Research Article
Tyrosinase inhibitors with potent anti-senescence activity in human neonatal keratinocyte progenitors
Short running title: Decapeptide-12 modulates sirtuin gene expression
Anan Abu Ubeida, Basil M Hantash*a,b
aEscape Therapeutics, Inc. USA.
bEscape Therapeutics, Inc. 3800 Geer Road, Suite 200, Turlock, CA 95382, USA.
*Corresponding Author : Basil M Hantash, Escape Therapeutics, Inc. 3800 Geer Road, Suite 200, Turlock, CA 95382, USA. E-mail : basil@escapetherapeutics.com
Citation : Basil MH, Anan AU (2019) Tyrosinase inhibitors with potent anti-senescence activity in human neonatal keratinocyte progenitors. J Dermatol Surg Res Ther, 2019: 30-39.
Received Date: 05 October, 2018; Accepted Date: 03 January, 2019; Published Date: 21 January, 2019
Abstract
Background: Sirtuins exhibit pleiotropic effects on premature aging, cellular senescence, longevity, and a wide range of aging disorders.

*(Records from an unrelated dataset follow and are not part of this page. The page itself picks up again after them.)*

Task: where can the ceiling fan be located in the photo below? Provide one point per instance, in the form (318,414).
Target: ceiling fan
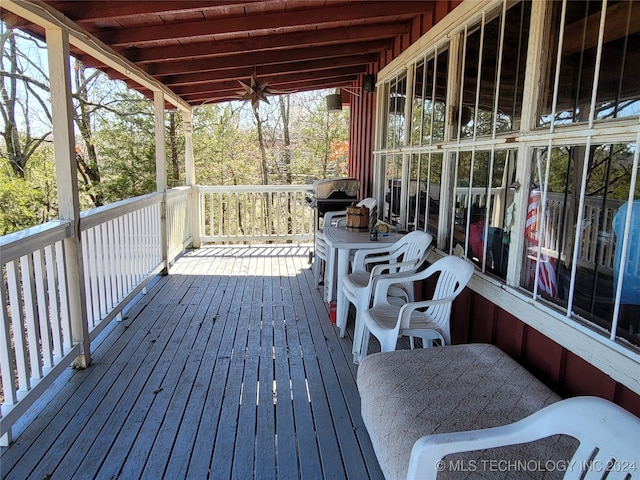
(256,91)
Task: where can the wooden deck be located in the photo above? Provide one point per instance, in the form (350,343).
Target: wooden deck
(227,368)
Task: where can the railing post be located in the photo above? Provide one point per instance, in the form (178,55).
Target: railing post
(67,180)
(161,175)
(190,179)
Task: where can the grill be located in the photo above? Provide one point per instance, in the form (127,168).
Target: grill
(333,194)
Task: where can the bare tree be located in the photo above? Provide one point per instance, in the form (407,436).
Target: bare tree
(18,90)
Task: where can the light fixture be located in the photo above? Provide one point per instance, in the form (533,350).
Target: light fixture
(334,102)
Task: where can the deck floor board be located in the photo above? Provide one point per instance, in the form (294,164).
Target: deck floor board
(227,368)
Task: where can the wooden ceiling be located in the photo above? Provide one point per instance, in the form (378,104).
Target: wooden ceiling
(202,49)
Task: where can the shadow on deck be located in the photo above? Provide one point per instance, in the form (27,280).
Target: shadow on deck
(227,368)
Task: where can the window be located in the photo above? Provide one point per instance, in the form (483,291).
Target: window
(429,95)
(554,210)
(573,245)
(484,208)
(424,192)
(493,74)
(618,90)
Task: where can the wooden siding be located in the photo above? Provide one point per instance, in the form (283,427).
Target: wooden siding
(363,106)
(227,368)
(476,319)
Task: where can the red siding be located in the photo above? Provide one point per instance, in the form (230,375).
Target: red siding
(362,108)
(476,319)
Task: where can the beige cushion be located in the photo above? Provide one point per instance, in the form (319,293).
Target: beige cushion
(407,394)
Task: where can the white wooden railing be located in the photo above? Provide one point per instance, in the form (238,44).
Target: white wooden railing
(598,242)
(255,213)
(121,251)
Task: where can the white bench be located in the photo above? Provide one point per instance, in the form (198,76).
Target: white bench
(407,394)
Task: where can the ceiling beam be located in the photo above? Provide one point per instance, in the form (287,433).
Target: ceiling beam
(374,11)
(315,66)
(46,17)
(231,95)
(276,57)
(275,81)
(93,10)
(267,42)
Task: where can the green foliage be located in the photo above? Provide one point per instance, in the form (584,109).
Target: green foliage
(20,203)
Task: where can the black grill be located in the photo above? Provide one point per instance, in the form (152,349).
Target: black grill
(333,194)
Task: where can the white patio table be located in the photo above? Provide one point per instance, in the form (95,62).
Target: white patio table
(340,243)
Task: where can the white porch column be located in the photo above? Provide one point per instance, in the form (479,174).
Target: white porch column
(161,173)
(190,178)
(67,179)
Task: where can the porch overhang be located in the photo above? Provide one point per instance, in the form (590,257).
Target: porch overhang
(196,52)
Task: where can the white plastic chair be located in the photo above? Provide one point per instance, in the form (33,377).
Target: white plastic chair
(386,321)
(608,435)
(390,261)
(320,249)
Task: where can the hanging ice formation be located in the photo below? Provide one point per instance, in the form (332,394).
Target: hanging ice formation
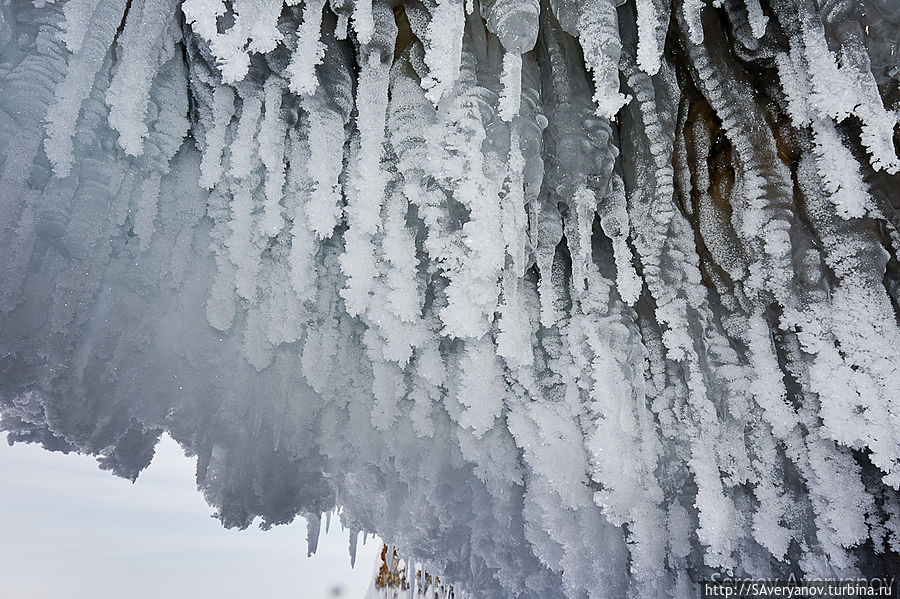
(578,298)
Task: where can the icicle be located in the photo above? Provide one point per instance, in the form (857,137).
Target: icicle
(310,50)
(222,112)
(271,140)
(598,33)
(142,54)
(354,536)
(83,66)
(443,48)
(313,524)
(510,97)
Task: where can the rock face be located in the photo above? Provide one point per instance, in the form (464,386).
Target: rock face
(570,298)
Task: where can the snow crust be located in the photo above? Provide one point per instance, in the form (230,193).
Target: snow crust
(570,298)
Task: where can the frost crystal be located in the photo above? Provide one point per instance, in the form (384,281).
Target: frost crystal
(569,298)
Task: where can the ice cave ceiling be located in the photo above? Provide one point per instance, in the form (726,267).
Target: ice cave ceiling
(578,298)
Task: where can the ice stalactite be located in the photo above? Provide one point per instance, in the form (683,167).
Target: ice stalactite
(565,298)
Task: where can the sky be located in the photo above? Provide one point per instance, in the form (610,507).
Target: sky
(69,530)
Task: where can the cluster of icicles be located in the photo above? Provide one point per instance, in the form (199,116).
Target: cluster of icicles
(569,298)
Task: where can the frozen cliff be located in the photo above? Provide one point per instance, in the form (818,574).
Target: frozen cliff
(569,298)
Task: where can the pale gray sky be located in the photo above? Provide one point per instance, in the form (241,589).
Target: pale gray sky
(71,531)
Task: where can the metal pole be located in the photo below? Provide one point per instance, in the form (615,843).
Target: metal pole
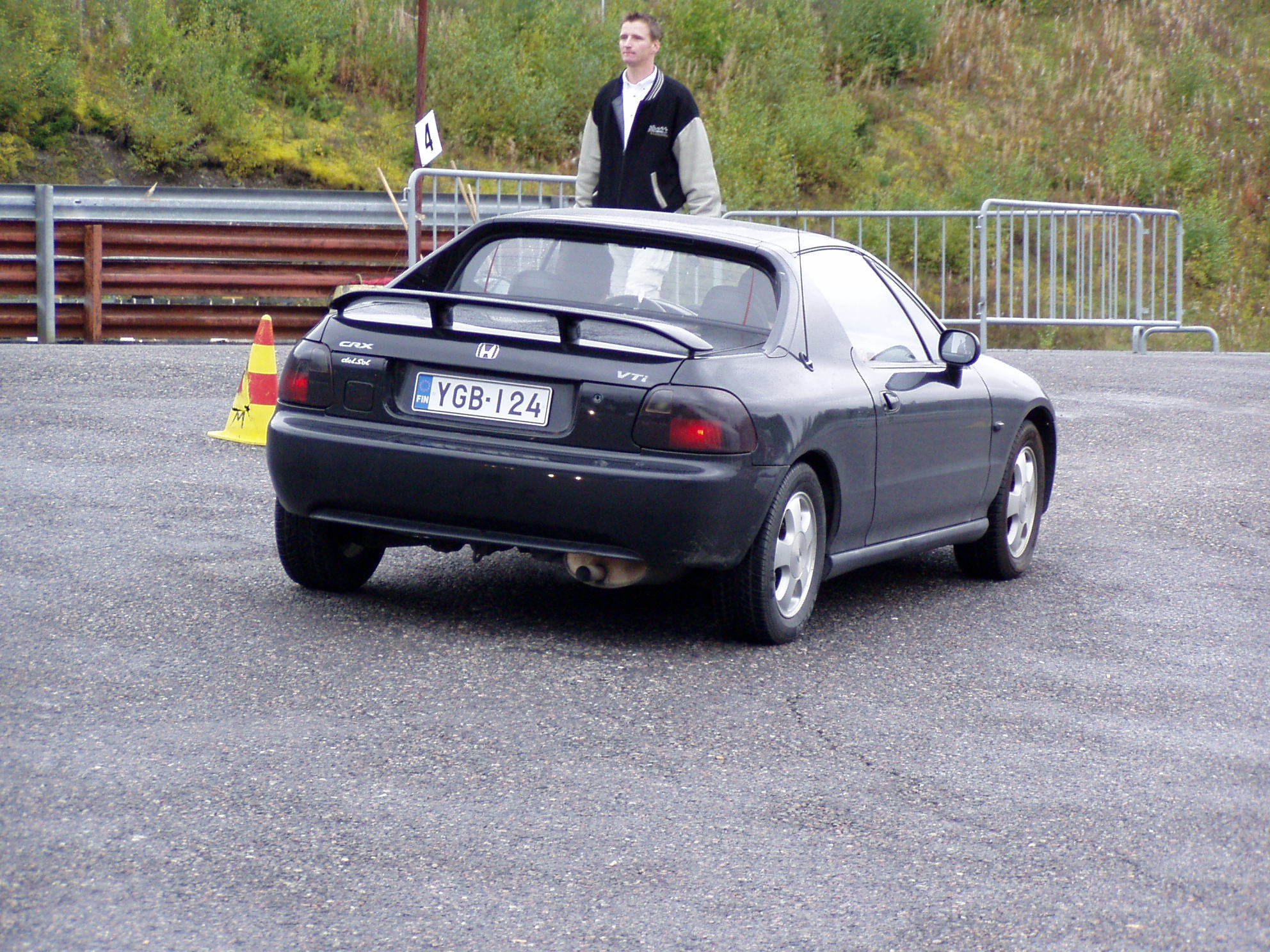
(421,65)
(46,308)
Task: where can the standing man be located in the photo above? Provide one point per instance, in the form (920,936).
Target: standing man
(644,145)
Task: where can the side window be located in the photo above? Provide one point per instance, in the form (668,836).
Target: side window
(867,309)
(919,313)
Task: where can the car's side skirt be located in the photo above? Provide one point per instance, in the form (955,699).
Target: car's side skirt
(840,562)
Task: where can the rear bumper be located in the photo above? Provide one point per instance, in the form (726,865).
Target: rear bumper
(681,511)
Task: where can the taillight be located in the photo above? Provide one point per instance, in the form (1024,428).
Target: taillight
(695,420)
(307,377)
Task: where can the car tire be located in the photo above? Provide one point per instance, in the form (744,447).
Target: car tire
(321,555)
(770,596)
(1006,549)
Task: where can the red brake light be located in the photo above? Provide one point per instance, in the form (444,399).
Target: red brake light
(695,420)
(307,377)
(703,436)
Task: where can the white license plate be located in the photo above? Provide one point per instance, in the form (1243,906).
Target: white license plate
(481,399)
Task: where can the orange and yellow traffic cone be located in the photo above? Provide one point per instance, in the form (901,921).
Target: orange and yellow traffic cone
(258,392)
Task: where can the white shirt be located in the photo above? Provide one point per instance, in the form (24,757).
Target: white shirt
(633,94)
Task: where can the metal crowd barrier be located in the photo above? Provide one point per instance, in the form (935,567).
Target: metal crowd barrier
(464,206)
(1027,263)
(1009,263)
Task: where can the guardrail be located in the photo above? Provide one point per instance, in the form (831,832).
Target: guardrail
(209,262)
(93,262)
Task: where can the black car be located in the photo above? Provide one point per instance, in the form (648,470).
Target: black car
(640,395)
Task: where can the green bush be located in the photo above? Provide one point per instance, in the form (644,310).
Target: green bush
(885,36)
(511,88)
(161,136)
(1207,242)
(37,72)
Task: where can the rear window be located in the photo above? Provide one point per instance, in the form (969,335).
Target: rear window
(729,304)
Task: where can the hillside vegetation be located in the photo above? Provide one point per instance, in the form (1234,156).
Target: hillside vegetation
(816,103)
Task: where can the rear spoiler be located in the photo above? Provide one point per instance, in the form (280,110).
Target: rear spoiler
(442,304)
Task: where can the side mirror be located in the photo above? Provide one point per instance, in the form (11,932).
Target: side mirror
(959,348)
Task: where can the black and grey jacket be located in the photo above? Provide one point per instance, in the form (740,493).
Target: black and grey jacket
(667,161)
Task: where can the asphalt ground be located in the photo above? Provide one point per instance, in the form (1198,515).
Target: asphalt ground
(197,754)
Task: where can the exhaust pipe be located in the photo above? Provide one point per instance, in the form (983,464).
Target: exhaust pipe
(605,573)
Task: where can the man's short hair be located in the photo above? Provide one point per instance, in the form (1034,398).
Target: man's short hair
(654,26)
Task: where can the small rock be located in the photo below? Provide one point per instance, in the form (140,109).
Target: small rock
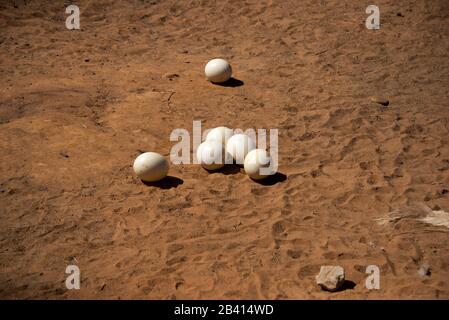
(331,278)
(380,100)
(63,153)
(424,270)
(171,76)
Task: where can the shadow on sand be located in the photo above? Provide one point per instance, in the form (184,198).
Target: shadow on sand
(167,183)
(272,180)
(233,82)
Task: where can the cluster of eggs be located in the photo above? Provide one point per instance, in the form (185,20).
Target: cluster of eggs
(220,147)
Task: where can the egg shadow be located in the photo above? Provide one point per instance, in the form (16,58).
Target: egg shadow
(167,183)
(272,180)
(227,169)
(232,83)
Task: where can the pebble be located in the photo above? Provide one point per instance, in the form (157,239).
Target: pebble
(330,278)
(380,100)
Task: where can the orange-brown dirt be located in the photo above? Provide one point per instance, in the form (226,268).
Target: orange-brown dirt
(77,107)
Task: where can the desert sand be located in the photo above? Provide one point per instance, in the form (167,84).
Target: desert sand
(77,107)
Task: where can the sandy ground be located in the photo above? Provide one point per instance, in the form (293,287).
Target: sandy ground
(76,108)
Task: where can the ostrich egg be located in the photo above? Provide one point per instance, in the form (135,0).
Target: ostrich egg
(218,70)
(255,162)
(238,147)
(150,166)
(211,155)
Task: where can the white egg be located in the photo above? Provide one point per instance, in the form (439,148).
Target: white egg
(218,70)
(221,134)
(238,147)
(150,166)
(257,164)
(211,155)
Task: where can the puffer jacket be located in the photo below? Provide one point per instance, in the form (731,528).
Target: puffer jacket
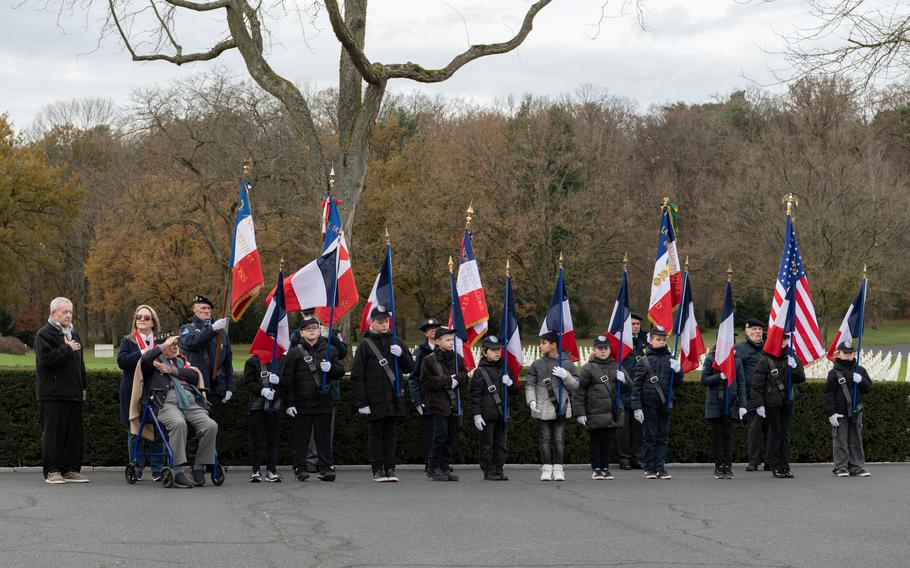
(596,395)
(536,388)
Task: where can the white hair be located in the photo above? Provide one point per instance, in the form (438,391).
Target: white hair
(59,302)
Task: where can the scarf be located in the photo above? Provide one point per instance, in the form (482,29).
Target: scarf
(66,331)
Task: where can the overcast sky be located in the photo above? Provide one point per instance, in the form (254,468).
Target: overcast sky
(691,50)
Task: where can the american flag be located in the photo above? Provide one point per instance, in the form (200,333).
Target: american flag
(791,309)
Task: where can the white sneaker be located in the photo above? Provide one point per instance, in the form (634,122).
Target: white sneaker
(546,472)
(558,473)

Aim: We assessed effects of decapeptide-12, tyrosinase inhibitor, on sirtuin gene expression levels in human neonatal keratinocyte progenitors.
Methods: We quantitated effects of decapeptide-12 on 7 sirtuin genes using RT-PCR and its effects on cellular viability and proliferation after 72-h incubation with various concentrations of decapeptide-12 and oxyresveratrol.
Results: 100 µM decapeptide-12 increased transcription of SIRT1 by 141 ± 11% relative to control cells, whereas levels of SIRT3, SIRT6, and SIRT7 were increased by 121 ± 13%, 147 ± 8% and 95 ± 14%, respectively.
Conclusion: Decapeptide-12 upregulated sirtuin transcription to similar levels as oxyresveratrol but with reduced cytotoxicity.
Key words: decapeptide-12; oxyresveratrol; sirtuins; anti-senescence; anti-aging proteins; tyrosinase inhibitors; hypopigmentation; anti-inflammation.
Introduction
Skin manifests the consequences of chronological and photoaging rendering us constantly aware of the aging process and seeking remedies to slow or reverse its impact. Skin aging has traditionally been categorized as extrinsic or intrinsic [1,2]. Recent evidence indicates that both types are characterized by connective tissue damage [3], reduced procollagen synthesis, and enhanced matrix metalloproteinase expression [4].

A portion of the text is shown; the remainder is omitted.